RockTimes: Ich kann mir gut vorstellen, dass Eure Fans auch bei zukünftigen Auftritten große Teile von "Posthumous Silence" hören wollen. Im letzten Jahr ist es Euch auch bei kürzerer Spieldauer ganz gut gelungen, einen sehr ausführlichen Ausschnitt aus diesem Album zu spielen. Als Zugaben gab es dann auch schon eine Art von Klassiker, wie z.B. "Artificial Paradise". Jetzt soll "Presets" promotet werden. Wird "Posthumous Silence" trotz allem noch eine gewichtige Rolle in der kommenden Setlist spielen, und falls ja, nach welchen Kriterien werdet Ihr den Zusammenschnitt aussuchen?
Marco: Ich glaube, es gibt zwei Gründe, warum auch in Zukunft "Posthumous Silence" eine besondere Rolle spielen wird: Erstens der große Anklang, den dieses Album überall gefunden hat und zweitens der immense Spaß, den wir hatten, dieses Album live zu spielen. Wie groß die Ausschnitte in Zukunft sein werden und was wir auswählen werden, haben wir uns allerdings noch nicht überlegt. Das hängt auch stark von den Voraussetzungen eines jeden Konzertes ab.
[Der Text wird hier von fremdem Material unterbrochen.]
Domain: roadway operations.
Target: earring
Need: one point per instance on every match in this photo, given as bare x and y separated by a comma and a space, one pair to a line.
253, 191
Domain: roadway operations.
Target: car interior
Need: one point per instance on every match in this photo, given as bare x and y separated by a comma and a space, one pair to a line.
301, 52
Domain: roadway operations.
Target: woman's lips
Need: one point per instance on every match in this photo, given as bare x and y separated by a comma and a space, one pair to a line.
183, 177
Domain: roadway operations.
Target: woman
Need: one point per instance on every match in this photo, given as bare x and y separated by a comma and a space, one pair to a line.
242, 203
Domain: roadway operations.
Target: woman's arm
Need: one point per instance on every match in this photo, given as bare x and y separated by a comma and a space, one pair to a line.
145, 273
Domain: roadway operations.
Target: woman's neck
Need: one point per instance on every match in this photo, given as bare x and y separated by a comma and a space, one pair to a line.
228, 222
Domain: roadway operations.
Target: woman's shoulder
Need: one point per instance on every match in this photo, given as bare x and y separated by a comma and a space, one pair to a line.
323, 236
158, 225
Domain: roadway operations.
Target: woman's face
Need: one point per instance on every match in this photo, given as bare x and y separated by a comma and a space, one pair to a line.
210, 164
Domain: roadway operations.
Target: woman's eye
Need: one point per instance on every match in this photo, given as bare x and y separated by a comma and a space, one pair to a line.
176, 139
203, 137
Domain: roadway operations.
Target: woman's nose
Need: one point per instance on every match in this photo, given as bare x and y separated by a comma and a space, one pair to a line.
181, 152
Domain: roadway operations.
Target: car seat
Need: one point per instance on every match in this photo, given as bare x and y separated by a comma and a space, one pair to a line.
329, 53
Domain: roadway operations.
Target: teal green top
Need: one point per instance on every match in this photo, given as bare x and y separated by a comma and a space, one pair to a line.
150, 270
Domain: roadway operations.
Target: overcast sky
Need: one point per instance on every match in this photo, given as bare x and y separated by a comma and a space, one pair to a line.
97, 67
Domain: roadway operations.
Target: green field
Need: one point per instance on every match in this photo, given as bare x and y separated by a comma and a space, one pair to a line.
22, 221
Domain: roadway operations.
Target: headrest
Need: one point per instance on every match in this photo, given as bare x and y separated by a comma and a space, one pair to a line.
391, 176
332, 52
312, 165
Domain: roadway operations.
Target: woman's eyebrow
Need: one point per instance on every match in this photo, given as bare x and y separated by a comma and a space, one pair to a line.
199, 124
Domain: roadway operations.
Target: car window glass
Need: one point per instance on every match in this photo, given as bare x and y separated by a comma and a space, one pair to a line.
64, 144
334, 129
RockTimes: Ich hatte es bereits angesprochen. Ihr bietet an vielen Stellen einen sehr melancholischen Sound und entwerft Melodien, die unter die Haut gehen. Kay (Gitarre) und Volker Söhl (Keyboards) scheinen sich dabei hervorragend zu ergänzen. Welche Musik hat die Bandmitglieder von Sylvan persönlich maßgeblich beeinflusst?
Marco: Das ist sehr unterschiedlich. So wurden z.B. Matthias und Volker stark von der klassischen Musik beeinflusst, während ich eher aus der Ecke der Populärmusik komme. Ich denke, Bands wie Marillion, Pink Floyd, Stones, Queen oder Porcupine Tree waren oder sind immer noch für alle von uns Vorbilder. Dann hat natürlich jeder auch noch seine persönlichen Favoriten wie z.B. Peter Gabriel, Tori Amos, Keane, Korn oder Coldplay - um nur einige zu nennen.
RockTimes: In der deutschen Szene seid Ihr inzwischen mehr als anerkannt und viel gelobt. Ihr habt auch schon im Ausland gespielt. Wie sind die Resonanzen in anderen Ländern? Wo habt Ihr besonders viel Erfolg?
Marco: Ja, gerade mit "Posthumous Silence" haben wir doch extreme Aufmerksamkeit erfahren dürfen und freuen uns natürlich darüber. Dies ist nicht nur in Deutschland der Fall, sondern auch in anderen Ländern. Gerade in den USA oder in Polen sind die Resonanzen äußerst positiv. Aber auch in Frankreich oder Holland haben wir viele Fans gewinnen können. Umso mehr freut es uns, im Mai auch einmal im Rahmen unserer Tour wieder ein Konzert in den Niederlanden und Belgien geben zu können.
RockTimes: Wie sehen Eure Pläne in naher Zukunft aus? Eine komplette Tour?
Marco: Wie gesagt wird es eine kurze Tour im Mai geben. Zudem noch einige Konzerte und Festivals im Sommer und Herbst. Wir sind derzeit in der Planung für eine Live DVD bzw. CD. Wir werden sehen, ob wir den Plan im Spätsommer/Herbst realisieren können, dann wird es auch eine große Show in Hamburg dazu geben.
RockTimes: Marco, herzlichen Dank für das Gespräch und weiterhin viel Erfolg. See you on tour!!
Wir danken Moritz von Gordeon Music, der uns das Gespräch mit Marco ermöglicht hat.